Şiiri okuyun, anlamını ve şâirini söyleyin: "Kâse-yi deryûzeye tebdîl olur câm-ı murâd / Biz bu bezmin Nâbiyâ çok bâdehârın görmüşüz." Şâirin Nâbi olduğunu içinde geçen 'Nâbiyâ' sözcüğünden sökmüşsünüzdür, ama ya anlamı? Şimdiki edebiyat kitaplarından 'eski şiirimiz' çıkartıldığı için, bu beyitle ömür boyu karşılaşmamanız ihtimali bile bulunuyor.

Oysa, günümüz Türkçe'sini iyi kullanabilmek için bile divan şiirimizden 'behredâr' olmak gerekiyor.

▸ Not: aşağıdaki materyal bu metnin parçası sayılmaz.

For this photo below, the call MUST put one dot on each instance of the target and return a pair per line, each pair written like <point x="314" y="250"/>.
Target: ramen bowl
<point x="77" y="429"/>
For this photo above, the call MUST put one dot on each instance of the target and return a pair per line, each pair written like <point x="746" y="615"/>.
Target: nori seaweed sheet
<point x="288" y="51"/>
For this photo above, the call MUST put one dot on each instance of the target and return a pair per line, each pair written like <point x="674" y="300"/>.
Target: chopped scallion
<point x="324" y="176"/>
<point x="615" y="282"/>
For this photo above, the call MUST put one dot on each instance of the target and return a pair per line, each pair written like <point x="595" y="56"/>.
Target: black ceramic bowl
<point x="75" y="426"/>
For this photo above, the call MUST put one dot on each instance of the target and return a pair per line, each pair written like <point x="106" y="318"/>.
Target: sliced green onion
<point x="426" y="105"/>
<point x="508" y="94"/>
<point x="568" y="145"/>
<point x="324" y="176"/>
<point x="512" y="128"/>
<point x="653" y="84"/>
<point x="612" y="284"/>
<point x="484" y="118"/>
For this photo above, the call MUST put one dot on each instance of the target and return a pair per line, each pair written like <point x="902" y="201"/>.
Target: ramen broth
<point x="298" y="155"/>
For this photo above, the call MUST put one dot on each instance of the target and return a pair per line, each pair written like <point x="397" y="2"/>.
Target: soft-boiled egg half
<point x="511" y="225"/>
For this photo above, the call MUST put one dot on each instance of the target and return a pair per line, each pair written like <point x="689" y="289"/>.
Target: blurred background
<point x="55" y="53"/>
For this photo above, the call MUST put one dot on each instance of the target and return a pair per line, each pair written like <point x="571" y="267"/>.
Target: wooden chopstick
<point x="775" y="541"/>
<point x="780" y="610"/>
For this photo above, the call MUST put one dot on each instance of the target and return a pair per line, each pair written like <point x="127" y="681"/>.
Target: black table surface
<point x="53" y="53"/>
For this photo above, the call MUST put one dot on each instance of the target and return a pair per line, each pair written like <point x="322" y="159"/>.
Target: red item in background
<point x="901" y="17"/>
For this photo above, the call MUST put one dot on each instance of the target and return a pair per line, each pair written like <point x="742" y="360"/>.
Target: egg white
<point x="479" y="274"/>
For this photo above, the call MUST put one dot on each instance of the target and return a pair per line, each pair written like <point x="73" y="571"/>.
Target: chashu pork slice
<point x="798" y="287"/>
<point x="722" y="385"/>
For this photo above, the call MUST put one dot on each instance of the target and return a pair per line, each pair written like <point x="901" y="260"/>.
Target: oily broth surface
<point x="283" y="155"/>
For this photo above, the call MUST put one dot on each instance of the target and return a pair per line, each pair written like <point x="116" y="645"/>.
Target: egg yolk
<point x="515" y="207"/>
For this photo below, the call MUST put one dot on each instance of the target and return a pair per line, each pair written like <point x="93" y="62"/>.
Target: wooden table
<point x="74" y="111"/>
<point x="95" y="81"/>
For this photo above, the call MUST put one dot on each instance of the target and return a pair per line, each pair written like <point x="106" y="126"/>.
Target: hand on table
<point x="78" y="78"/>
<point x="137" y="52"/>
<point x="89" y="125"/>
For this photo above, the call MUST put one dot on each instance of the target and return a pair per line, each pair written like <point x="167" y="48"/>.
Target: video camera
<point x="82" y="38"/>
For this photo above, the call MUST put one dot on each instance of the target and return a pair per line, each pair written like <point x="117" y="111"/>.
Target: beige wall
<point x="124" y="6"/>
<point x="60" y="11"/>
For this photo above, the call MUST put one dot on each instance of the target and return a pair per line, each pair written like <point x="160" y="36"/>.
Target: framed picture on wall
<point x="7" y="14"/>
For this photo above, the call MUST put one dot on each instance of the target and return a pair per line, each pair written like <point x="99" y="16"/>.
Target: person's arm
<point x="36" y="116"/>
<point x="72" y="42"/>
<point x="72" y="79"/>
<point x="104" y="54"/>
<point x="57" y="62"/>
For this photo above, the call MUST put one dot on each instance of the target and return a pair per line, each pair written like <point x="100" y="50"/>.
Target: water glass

Bunun için yardımcıya ihtiyaç duyacağınızı biliyorum. Sözlüklere baktığınızda karşınıza çıkan düz anlamla sökemediğiniz şiirler için vazgeçilmez kaynaktır Prof. İskender Pala'nın "Ansiklopedik Divan Şiiri Sözlüğü". Prof. Pala'nın bütün eserlerini basmaya başlayan 'Leyla ile Mecnun Yayıncılık' (Tel.: 212- 665-8780; faks: 212- 665-2755), Sözlük'ü albenili bir baskıyla çıkardı.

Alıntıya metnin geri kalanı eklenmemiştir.